First there was chocolate milk. My dear friend Trish was blowing bubbles in her chocolate milk after telling her she was acting like she was five, I grabbed my own glass and started racing her on how quickly I could fill my cup up.
As you can see...I won!

That was not the end of my fun, not by a long shot. Later after a long and arduous process I finally was able finish my laundry. Cassie kindly guarded my laundry with me and when we got my sheets out from the dryer we realized it looked like those little parachutes that kids play with.

 I didn't take this pic.
Well without further ado we played parachute. It was quite enjoyable, I was amazed at how big my sheet was.
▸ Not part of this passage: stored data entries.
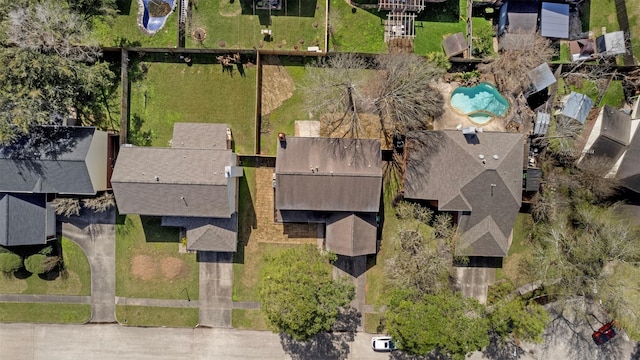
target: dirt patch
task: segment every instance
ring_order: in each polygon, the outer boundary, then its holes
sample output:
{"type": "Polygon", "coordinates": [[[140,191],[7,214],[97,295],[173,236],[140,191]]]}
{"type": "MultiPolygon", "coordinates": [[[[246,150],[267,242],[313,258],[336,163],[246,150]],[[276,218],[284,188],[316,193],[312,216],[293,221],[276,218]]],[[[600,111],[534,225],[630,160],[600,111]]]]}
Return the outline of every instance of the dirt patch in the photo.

Finally pig-tails can lead to skipping around Wal-Mart at midnight. Rm 215 needed to make a food run for our marvelous dinner we made last night and I got to tag along because I needed snacks for tomorrows temple trip. While they were looking at bagels I realized that I had run out of crackers so naturally I had to restock. What is the quickest way to get around in your bunny slippers and pig-tails? Skipping of course.

So that's why pig-tails are dangerous. They lead to chocolate milk bubbles, parachute games in the laundry room and skipping around Wal-Mart at 12 in the morning.


Friday, October 1, 2010

Time

Time is a very odd thing. It has the power to simultaneously speed up and slow down. The days can feel as though they will never end and then you blink. Suddenly a week's gone, month's gone, year's gone - a life is gone.

This week has been one of those weeks. On Monday night as I was making my second Wal-Mart trip I really couldn't believe that I have the whole week to go through. Now it's Friday and I really have no idea where my time has gone. Have I done anything really productive? I mean my assignments have all been turned in, I went to softball practice as I was supposed to, I got adequate amounts of sleeping and socializing...

Yet...
Have I been productive?
 
What is the key ingredient to ensuring that the life you lead has meaning? Is it the education I am receiving? or is it the late-night vent sessions that friends sometimes need?  Is it making sure I get straight A's and spend as much time ensuring my success as possible? Or is it taking time to help a classmate who struggles or making dinner for the brand new mother in our ward?

These are questions which seem to have no definitive answer and are therefore all the more frustrating. I suppose it is just a series of personal decisions which we have to make daily and deal with the consequences for life. The key I suppose is to learn which consequences you really want to live with.